Fairchild could fairly be described as embodying the athleticism of Kelly and the grace of Fred Astaire. So if you’re wondering how all this makes the utterly mesmerising hoofer the Achilles heel of this first-ever stage adaptation of the much-loved yet forgettable film, it’s because he may be the best of many reasons to see this show but he is only going to be in it for the first three months of its intended London run. Still, if you catch him before he returns to New York you’re in for the best individual dancing performance I have seen.
It says a lot for his British, former Royal Ballet co-star Leanne Cope (who stays on after Fairchild departs) that her dancing lives with ease alongside Fairchild’s. In fact, as Lise, the French girl Jerry falls for, it is Cope more than Fairchild who provides the sexual charge when they share the stage. Dark, small and demure, there is a passionate yet suppressed sexuality about her – that is until her and Fairchild’s standout moment. This is the show’s equivalent of the Kelly-choreographed and -performed ballet sequence that propelled the film into the category of a cinematic groundbreaker.
For anyone who was left cold by the film’s oddly undeveloped characters, who live in an even more oddly gay Paree (considering it has been under brutal occupation), director and choreographer Christopher Wheeldon has slain cows that the less courageous may have thought sacred. For a start, he has given book writer Craig Lucas license to make sense of the original's deeply lacking plot. The story is no longer set in 1950, but in 1945 just after Paris was liberated. It’s a place where Nazi collaborators are still being hounded by mobs. Lise in particular has been given a backstory and a reason for living with the strangely unsuited song-and-dance man Henri (Haydn Oakley), for whom she feels more a sense of duty than love. The newly written reason is that she’s Jewish and was in hiding with Henri and his aristocratic family during the war. Meanwhile the composer character (now more than ever a George Gershwin figure, played here by David Season-Young) is also Jewish. There are other changes too, all of them good.

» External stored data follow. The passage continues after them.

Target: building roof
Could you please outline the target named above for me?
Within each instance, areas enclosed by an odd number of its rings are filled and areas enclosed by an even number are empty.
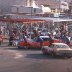
[[[36,0],[38,5],[48,5],[50,8],[59,8],[59,2],[53,0]]]
[[[67,22],[67,21],[72,21],[72,19],[68,19],[68,18],[49,18],[49,17],[42,17],[42,18],[34,18],[34,19],[40,19],[40,20],[52,21],[52,22]]]
[[[62,0],[63,1],[63,0]],[[70,2],[71,0],[65,0],[66,2]],[[38,5],[48,5],[50,8],[59,8],[60,0],[36,0]]]
[[[27,0],[0,0],[0,9],[2,9],[3,12],[11,12],[11,6],[12,5],[26,5]],[[38,5],[50,5],[51,8],[58,7],[59,4],[54,2],[55,0],[35,0],[36,4]],[[71,0],[66,0],[67,2],[70,2]]]

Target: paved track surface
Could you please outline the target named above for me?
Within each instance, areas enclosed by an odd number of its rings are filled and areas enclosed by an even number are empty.
[[[0,46],[0,72],[72,72],[72,58],[54,58],[41,50]]]

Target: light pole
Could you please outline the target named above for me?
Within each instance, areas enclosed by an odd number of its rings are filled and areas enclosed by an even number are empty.
[[[31,18],[32,18],[32,7],[31,7]]]

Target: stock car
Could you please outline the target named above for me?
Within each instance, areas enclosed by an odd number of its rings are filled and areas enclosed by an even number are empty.
[[[22,48],[39,48],[40,46],[40,43],[32,40],[32,39],[26,39],[26,41],[24,41],[23,39],[21,39],[19,42],[18,42],[18,48],[19,49],[22,49]]]
[[[43,39],[43,46],[49,46],[50,42],[48,41],[49,37],[48,36],[41,36]],[[20,39],[18,42],[18,48],[40,48],[40,43],[36,42],[35,39],[29,39],[27,38],[26,41],[23,39]]]
[[[49,36],[40,36],[43,39],[43,46],[50,46],[50,38]],[[53,43],[61,42],[59,39],[52,39]],[[18,41],[18,48],[40,48],[40,43],[37,42],[35,39],[26,38],[26,41],[20,39]]]
[[[52,43],[50,47],[42,47],[43,54],[61,57],[72,57],[72,49],[65,43]]]

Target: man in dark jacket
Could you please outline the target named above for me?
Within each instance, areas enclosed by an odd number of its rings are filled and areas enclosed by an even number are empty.
[[[10,37],[9,37],[9,46],[13,45],[13,40],[14,40],[13,35],[10,35]]]
[[[37,37],[37,42],[40,43],[40,48],[42,48],[42,45],[43,45],[43,39],[42,39],[40,36]]]

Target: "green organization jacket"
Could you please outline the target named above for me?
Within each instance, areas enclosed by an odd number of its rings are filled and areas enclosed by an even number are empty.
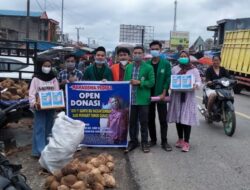
[[[151,60],[146,62],[151,65]],[[159,96],[162,94],[163,90],[166,89],[166,95],[168,94],[168,89],[171,80],[171,65],[169,61],[160,59],[157,68],[157,74],[155,76],[155,91],[154,96]]]
[[[134,63],[126,66],[124,80],[129,81],[132,79]],[[151,88],[155,83],[154,69],[151,65],[142,62],[140,65],[139,78],[141,82],[136,90],[136,105],[149,105]]]
[[[101,76],[99,76],[99,74],[98,74],[98,72],[96,72],[95,65],[92,64],[92,65],[88,66],[87,69],[85,70],[84,75],[83,75],[83,80],[87,80],[87,81],[101,81],[103,79],[106,79],[108,81],[113,80],[112,71],[106,65],[104,65],[103,72],[101,73]]]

But plot is not what we are here for. As with Shakespeare you need only just enough logic to evoke the right emotion, and with that achieved the way is clear to enjoy this production’s other elements – Gershwin’s music, Bob Crowley’s outstanding design and of course, the dancing.
For the exterior scenes, Crowley evokes the French capital’s mansions and boulevards with flats of scenery that land like giant spaceships. They are alive with swirling animated pencil lines as if they have been lifted directly from Jerry’s sketchbook.

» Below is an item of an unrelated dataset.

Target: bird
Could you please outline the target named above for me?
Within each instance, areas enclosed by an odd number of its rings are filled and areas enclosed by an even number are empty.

It’s perhaps worth forgetting that in 1951 the film was, in essence, probably the first jukebox musical, made nearly two and a half decades after Gershwin’s An American Paris composition was first heard in 1928, and 15 years after he died of a brain tumour. "They Can’t Take that Away from Me" and "I Got Rhythm" are a delight, but it feels as if the songs were for hire rather than expressions of narrative. Not that it matters much. More important is that life has been breathed into a film that in 1950 may have been a good idea at the time but that had grown stale and gathered dust. Now it is one of the most life-enhancing musicals around. And if you’re quick enough, to see Fairchild in full flight is to witness nothing less than the making of musical theatre history.